Anyone trying to lay the five-year-old half a mile from home could not have found a taker. On rain-soaked ground not unakin to a ploughed field, Korelo was going absolutely nowhere, with Tony McCoy's urgings testing his recently injured left shoulder to the limit.

But once in the straight the 9-4 favourite began to find his second wind, and by the final flight had virtually come back on the bridle, hopping over with his ears flicking. His winning margin, from Irish mare Newhall, was six lengths, with one of the early trailblazers, Lawz, third and another Pipe candidate, Canada, fourth.

The bonus apart, Pipe has a tremendous Imperial Cup record, Korelo being his fifth winner. The David Johnson colourbearer will now, assuming he suffers no ill-effects from yesterday's effort, head for the Coral Cup, which offers a first prize of £42,000 and for which the 7lb penalty picked up for this victory did not prevent him hardening as market leader.

"I was struggling," admitted McCoy, "but the two miles here takes some getting in this sort of ground and they'd gone plenty fast enough in front. I knew his stamina would come into play, and the trick was to keep him up to his work without being too hard on him. But he's the sort who saves a bit for himself, which helps in a situation like this."

McCoy, who followed up on Grand National entry Killusty (winning on his first appearance for 25 months) in the three-mile handicap chase, named Tiutchev, in the Queen Mother Champion Chase immediately before the Coral Cup, as one of his particular Festival fancies. "Don't forget he'd been ill before he ran so well last year," he said, "I like him a lot."

Third-season trainer Emma Lavelle, whose first-ever Cheltenham runner will be Self Defense in the Champion Hurdle on Tuesday, emphasised her team's sparkling form when Tana River defied top weight to take the two-and-a-half-mile novices' handicap hurdle and Immola hacked up in the two-mile equivalent, both under Barry Fenton.

Tana River's success was a pre-play of Korelo's, sweeping through from nowhere over the last flight to take the Grade Three prize by nine lengths. "I knew if I didn't get too detached from the others his stamina would get him home," said Fenton.

It was definitely not a day for faint hearts and Ibal, winner of the Imperial Cup two years ago and the mainstay of Dina Smith's tiny Pulborough yard, spoilt the royal romance in the opening novices' chase.

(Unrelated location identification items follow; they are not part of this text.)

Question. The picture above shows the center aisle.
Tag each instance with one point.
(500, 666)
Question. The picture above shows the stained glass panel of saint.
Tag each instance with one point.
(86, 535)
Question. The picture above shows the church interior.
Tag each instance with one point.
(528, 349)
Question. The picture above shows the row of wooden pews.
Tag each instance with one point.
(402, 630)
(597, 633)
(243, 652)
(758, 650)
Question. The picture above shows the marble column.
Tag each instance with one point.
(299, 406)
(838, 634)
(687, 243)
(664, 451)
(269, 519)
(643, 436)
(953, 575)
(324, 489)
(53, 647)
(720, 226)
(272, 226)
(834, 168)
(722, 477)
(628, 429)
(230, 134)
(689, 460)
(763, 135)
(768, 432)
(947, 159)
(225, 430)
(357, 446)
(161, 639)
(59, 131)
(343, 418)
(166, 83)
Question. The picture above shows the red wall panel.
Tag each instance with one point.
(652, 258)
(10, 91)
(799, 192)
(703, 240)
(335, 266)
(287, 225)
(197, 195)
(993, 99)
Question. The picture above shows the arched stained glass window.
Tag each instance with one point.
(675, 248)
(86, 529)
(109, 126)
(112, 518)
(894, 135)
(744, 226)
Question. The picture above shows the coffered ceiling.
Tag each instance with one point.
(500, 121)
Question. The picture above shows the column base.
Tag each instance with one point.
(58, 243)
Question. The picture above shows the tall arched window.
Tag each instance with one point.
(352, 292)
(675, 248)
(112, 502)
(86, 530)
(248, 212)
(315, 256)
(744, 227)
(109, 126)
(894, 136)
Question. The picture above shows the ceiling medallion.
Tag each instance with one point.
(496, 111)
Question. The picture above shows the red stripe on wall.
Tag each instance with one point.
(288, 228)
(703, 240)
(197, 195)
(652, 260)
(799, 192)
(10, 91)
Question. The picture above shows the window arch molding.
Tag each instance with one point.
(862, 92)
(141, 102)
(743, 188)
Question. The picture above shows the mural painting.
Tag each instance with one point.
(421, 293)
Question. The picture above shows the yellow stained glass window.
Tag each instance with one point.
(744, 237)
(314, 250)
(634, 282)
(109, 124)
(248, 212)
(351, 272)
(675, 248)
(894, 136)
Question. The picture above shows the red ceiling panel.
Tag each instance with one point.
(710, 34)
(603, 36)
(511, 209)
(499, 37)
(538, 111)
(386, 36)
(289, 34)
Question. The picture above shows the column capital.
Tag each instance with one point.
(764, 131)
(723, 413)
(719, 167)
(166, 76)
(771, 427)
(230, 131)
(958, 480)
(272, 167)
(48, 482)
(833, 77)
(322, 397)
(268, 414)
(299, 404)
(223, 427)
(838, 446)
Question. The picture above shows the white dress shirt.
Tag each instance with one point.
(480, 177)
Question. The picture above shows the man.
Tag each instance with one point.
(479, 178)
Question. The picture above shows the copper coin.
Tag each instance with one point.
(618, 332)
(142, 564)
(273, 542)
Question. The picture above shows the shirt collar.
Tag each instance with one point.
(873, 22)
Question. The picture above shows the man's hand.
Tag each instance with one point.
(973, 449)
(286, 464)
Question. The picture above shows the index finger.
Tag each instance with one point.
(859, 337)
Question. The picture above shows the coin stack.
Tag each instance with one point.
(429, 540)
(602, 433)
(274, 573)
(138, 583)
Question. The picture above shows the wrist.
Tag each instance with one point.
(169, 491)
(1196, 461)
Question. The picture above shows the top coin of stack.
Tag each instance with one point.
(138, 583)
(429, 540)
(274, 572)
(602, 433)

Favourite for the race, named to commemorate one of the Queen Mother's darlings, Special Cargo, was First Love, bred by her and raced since her death by the Queen. But the seven-year-old seems not to have his late owner's absolute commitment to the game and was repeatedly outjumped and out-toughed by his contemporary Ibal, who had seen him off by the Pond fence three from home and galloped cheerfully up the hill under Leighton Aspell to score by 10 lengths.

It was Ibal's fourth successive win over fences and highlighted his competitive spirit, for he had virtually crawled across the line at Plumpton in January when a tilt at three miles stretched his stamina to its limit. "It was not good to watch," said Smith, "but it did not affect him mentally, in fact he arrived back in the yard quite pleased with himself, and we gave him plenty of time to get over it physically."

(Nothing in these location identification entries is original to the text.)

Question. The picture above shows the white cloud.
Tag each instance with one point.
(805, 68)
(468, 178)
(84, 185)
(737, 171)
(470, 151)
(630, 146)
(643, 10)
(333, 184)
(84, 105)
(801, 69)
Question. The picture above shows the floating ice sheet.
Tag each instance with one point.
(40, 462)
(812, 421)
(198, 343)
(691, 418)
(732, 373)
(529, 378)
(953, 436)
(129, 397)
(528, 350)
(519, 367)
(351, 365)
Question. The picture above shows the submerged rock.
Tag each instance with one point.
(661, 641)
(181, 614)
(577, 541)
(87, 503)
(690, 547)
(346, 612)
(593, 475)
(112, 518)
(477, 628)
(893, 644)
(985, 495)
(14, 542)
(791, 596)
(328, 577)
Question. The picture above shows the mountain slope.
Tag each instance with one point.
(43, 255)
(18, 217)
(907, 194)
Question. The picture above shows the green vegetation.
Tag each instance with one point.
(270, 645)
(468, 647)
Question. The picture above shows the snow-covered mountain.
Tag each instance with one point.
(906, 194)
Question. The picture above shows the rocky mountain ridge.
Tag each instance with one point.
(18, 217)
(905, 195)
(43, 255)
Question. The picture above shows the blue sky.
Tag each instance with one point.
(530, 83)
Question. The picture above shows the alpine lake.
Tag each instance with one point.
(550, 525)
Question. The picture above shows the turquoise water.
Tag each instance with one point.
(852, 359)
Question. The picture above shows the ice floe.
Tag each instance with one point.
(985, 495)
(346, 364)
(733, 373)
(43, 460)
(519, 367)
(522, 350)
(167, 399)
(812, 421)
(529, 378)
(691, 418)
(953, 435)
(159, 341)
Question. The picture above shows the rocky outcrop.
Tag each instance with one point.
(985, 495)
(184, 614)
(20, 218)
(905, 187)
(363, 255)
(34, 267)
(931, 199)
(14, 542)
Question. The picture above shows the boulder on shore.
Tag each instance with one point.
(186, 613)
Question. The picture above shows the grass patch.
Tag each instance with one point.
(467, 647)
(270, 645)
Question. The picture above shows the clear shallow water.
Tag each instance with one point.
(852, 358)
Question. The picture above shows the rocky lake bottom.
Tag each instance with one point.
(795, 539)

Twenty-two challengers remained in the Gold Cup at yesterday's penultimate declaration stage, with no surprises among the withdrawals.

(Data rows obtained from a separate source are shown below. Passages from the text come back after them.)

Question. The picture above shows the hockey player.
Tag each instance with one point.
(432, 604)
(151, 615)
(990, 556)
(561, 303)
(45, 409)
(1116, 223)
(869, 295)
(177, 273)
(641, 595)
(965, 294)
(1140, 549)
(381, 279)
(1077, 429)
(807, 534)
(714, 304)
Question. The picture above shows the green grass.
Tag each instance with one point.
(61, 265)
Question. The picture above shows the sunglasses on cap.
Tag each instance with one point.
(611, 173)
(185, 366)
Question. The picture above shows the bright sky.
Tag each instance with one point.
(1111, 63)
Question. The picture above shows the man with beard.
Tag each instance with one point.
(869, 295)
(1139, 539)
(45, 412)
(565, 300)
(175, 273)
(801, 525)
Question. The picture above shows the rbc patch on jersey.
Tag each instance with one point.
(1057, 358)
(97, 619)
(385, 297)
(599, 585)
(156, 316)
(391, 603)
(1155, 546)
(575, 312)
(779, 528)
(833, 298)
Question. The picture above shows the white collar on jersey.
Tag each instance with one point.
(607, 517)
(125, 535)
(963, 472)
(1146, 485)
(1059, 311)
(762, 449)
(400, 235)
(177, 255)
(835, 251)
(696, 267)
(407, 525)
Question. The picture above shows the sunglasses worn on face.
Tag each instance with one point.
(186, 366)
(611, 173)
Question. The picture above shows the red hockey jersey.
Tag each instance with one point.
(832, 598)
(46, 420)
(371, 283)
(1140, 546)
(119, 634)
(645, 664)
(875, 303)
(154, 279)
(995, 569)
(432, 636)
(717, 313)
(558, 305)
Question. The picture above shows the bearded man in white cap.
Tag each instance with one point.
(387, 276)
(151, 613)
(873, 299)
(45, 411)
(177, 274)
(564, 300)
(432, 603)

And as the jump season reaches its climax there was a reminder of the delights of the Flat season to come when Aquarelliste, one of the best mares in training, destroyed her rivals by five lengths in the first Pattern race of the European season, the Group Three Prix Exbury at Saint-Cloud, putting herself in line for the Dubai World Cup at the end of the month.

"She works better on the sand at home than she does on the grass," said her trainer, Elie Lellouche. After Dubai she will be covered by Sadler's Wells, but her owner, Alec Wildenstein, indicated the five-year-old, may continue racing after she is in foal.